If the message is not an acknowledgement, it must be saved into the circular buffer. Once saved, an acknowledgement message must be sent immediately to the sender of the message, so QueuedReceiverC puts an ACK message into the QSend interface.
In our implementation, the QueuedReceiverC is also responsible for the execution of the mDKLS algorithm, but it is executed in synchronous mode through several tasks. The operations related to mDKLS algorithm could also be easily implemented into a separated module to have the communications independent from the algorithm. In synchronous mode, this component does the following operations:

1.
Detection of nonprocessed messages by the mDKLS algorithm into the circular buffer.

2.
If there are nonprocessed messages, extract the oldest one, delete it from the circular buffer and process it in mDKLS, obtaining a result.

3.
Send the result to all the neighbours through the interface QSend of the component QueuedSenderC.
To avoid a continuous check loop to control the status of the circular buffer, we have used two pointers, one of them pointing to the last received message and another one pointing to the last processed message.
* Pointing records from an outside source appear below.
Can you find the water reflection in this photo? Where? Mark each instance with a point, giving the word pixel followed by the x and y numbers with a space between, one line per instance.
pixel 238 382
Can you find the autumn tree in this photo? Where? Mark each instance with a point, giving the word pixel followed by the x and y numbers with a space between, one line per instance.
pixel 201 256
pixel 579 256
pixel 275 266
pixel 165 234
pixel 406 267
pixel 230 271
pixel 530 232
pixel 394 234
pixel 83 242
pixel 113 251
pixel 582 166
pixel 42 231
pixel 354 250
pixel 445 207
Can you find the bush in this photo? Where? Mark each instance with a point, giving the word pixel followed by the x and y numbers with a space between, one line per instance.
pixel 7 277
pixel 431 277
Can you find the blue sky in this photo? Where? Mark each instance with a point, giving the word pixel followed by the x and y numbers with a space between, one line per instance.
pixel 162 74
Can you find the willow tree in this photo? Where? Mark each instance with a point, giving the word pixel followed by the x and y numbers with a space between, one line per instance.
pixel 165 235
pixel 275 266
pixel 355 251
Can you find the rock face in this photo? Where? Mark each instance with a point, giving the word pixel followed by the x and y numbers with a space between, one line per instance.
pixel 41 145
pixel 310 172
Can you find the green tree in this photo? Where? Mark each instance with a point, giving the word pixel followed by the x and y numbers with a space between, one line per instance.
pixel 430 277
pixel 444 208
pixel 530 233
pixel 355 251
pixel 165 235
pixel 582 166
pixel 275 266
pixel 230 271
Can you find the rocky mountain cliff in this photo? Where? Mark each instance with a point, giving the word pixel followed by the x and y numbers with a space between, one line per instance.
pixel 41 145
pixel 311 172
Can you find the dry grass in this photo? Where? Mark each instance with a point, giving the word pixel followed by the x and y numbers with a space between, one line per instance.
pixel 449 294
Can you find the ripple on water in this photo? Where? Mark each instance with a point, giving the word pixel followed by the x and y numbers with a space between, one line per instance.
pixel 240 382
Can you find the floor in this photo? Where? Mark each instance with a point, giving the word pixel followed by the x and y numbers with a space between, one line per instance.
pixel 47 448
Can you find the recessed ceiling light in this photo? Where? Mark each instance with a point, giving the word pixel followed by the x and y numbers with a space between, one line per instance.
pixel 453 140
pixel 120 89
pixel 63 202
Depending on the relative positions between them, we can easily know if there are nonprocessed messages. This involves a very low computational load. A simple flow chart of this new component is shown in Fig. 7.
7.3 The new transmission component QueuedSenderC
This component also implements a circular buffer for transmission, and it is controlled with the same mechanism of two pointers used in the module QueuedReceiverC. It provides the QSend interface in asynchronous mode and uses the native TinyOS modules to send the messages to the network. The following functionalities are implemented here in relation to the messages received by the interface QSend:

1.
If the message is an acknowledgement of a packet previously sent by this mote, the module must reset the timer of the acknowledgement and continue processing the next message into the circular buffer of QueuedSenderC.

2.
If the message is an ACK packet to be sent to another mote, the QueuedSenderC module sends it directly to the native TinyOS sender component without using the circular buffer, because of the highest priority of this kind of messages.

3.
If the message is not an ACK packet, then it will be saved into the circular buffer. They will be sent at their turn according to the control pointers of the circular buffer.
A simple flow chart of this new component is shown in Fig. 8.
7.4 Example of task execution
In this section, a simple example of this solution is included in Fig. 9 to illustrate the behaviour of the previous components. In the figure, the computation of one packet is compound by three tasks. The execution of the first task (the longest one) is interrupted when a new packet has been received by the transceiver and it is signalled to the processor. When the interruption is done, the received packet is saved into the circular reception buffer and cleaned from the transceiver buffer. All the incoming messages are processed sequentially.
8 Results
For the sake of simplicity and for demonstration purposes, we next include the implementation of the mDKLS into a WSN with five motes linearly positioned and equally spaced, and in which each mote communicates with its nearest nodes. The distance between each two motes is 1 m.
We have used the following network configuration:

Five motes executing the mDKLS algorithm.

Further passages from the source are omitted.